The name of the module.

Features features = 2

A <key, value> mapping of features for this module.

Features

These protocol buffer definitions are available in:

  • Python: from programl.proto import *

  • C++: #include "programl/third_party/tesnroflow/features.pb.h"

struct Feature

Containers for non-sequential data.

Public Members

oneof kind   = {     BytesList bytes_list = 1

Each feature can be exactly one kind.

struct FeatureList

Containers for sequential data.

A FeatureList contains lists of Features. These may hold zero or more Feature values.

FeatureLists are organized into categories by name. The FeatureLists message contains the mapping from name to FeatureList.

Public Members

repeated Feature feature   = 1

A list of Feature messages.

struct FeatureLists

Public Members

map<string, FeatureList> feature_list = 1

Map from feature name to feature list.

struct BytesList

Containers to hold repeated fundamental values.

Public Members

repeated bytes value   = 1

Features data.

struct Features

Public Members

map<string, Feature> feature = 1

Map from feature name to feature.

struct Features

Public Members

map<string, Feature> feature = 1

Map from feature name to feature.

Util

These protocol buffer definitions are available in:

  • Python: from programl.proto import *

  • C++: #include "programl/proto/util.pb.h"

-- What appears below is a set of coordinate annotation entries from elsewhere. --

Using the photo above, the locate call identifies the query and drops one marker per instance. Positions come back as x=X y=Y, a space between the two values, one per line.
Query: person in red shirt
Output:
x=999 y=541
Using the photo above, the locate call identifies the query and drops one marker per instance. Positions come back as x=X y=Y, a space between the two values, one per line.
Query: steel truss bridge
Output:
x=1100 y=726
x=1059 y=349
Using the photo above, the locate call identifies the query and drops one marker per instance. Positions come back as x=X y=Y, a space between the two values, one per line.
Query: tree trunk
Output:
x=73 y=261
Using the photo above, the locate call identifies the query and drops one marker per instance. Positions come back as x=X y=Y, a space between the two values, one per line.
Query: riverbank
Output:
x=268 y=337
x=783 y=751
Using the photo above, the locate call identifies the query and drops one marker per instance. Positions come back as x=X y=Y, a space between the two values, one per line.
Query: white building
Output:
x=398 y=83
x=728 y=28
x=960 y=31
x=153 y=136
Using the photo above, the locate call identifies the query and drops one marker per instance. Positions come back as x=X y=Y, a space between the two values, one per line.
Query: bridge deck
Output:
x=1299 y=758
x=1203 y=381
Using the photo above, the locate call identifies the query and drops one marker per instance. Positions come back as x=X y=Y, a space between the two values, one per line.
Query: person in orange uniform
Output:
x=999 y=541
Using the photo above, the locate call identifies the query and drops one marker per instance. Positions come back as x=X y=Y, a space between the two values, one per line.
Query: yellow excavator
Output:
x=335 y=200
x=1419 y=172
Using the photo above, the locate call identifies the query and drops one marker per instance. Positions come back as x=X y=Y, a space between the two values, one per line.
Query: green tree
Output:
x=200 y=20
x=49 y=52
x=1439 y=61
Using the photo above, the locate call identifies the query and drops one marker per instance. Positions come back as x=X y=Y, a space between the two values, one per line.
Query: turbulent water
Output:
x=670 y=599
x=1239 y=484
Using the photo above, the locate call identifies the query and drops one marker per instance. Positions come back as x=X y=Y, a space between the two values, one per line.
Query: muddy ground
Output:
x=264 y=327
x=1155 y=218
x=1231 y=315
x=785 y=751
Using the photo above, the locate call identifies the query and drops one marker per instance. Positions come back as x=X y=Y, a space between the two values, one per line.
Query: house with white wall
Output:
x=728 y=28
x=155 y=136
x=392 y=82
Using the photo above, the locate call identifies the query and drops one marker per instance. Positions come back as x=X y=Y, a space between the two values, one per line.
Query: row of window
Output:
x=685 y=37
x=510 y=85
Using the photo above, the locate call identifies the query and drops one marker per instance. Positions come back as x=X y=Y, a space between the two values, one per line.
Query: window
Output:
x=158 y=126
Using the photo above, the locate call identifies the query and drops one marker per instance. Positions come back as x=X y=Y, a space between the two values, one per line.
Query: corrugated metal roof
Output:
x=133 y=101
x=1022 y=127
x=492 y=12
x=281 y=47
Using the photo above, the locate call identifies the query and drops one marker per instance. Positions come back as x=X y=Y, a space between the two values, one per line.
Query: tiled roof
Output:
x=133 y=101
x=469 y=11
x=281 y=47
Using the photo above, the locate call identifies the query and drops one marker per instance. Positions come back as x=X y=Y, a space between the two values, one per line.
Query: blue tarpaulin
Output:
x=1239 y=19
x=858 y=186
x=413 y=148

struct ProgramGraphOptions

Options used to generate a program graph.

Public Members

bool strict = 3

If set, the program graph builder will reject graphs where:

  1. A module contains no nodes.

  2. A function contains no nodes.

  3. A node is unnconnected.

bool instructions_only = 1

Generate only nodes for instructions.

bool ignore_call_returns = 2

Omit return call edges from call sites.

int32 opt_level = 4

The optimization level when generating an IR from a source file.

string ir_path = 10

The path of an IR to read.

struct ProgramGraphList

A list of program graphs.

Public Members

Features context = 1

A <key, value> mapping of features for this ProgramGraph list.

repeated ProgramGraph graph   = 2

A list of ProgramGraph messages.

struct ProgramGraphFeatures

Features describing a program.

Public Members

FeatureLists node_features = 1

A list of features corresponding a ProgramGraph’s list of Node messages.

FeatureLists edge_features = 2

A list of features corresponding a ProgramGraph’s list of Edge messages.

FeatureLists function_features = 3

A list of features corresponding a ProgramGraph’s list of Function messages.

FeatureLists module_features = 4

A list of features corresponding a ProgramGraph’s list of Module messages.

Features features = 5

A set of graph-level features.

struct ProgramGraphFeaturesList

A list of program graphs.

Public Members

Features context = 1

A <key, value> mapping of features for this ProgramGraphFeatures list.

repeated ProgramGraphFeatures graph   = 2

A list of ProgramGraphFeatures messages.

struct Ir

A compiler intermediate representation.

Public Types

enum Type

The type of IR.

Values:

enumerator UNKNOWN
enumerator LLVM
enumerator XLA_HLO

Public Members

Type type = 1

The type of IR.

int64 compiler_version = 2

The compiler version, as a single integer.

Major + minor versions should be converted to this single number, e.g. 6.0.0 -> 600.

string cmd = 3

The command that was used to produce this IR.

string text = 4

The text of the IR.

struct IrList

A list of compiler IRs.

Public Members

repeated Ir ir   = 1

A list of Ir messages.

struct SourceFile

A source file.

Public Types

enum Language

The source programming language.

Values:

enumerator UNKNOWN
enumerator C
enumerator CXX
enumerator OPENCL
enumerator SWIFT
enumerator HASKELL
enumerator FORTRAN

Public Members

Language language = 2

The source programming language.

string relpath = 1

The relative path of the file.

string text = 3

The text of the file.

struct Repo

A repository of source files.

Public Members

string url = 1

The URL of the repository.

string sha1 = 2

The sha1 of the repository’s HEAD commit.

int64 created_ms_timestamp = 3

The timestamp that this repository was created.

struct NodeIndexList

A node map is used to translate node indices between ProgramGraph instances.

Public Members

repeated int32 node   = 1

The keys are node indices in the old graph representation, the values are node inidices in the new graph representation.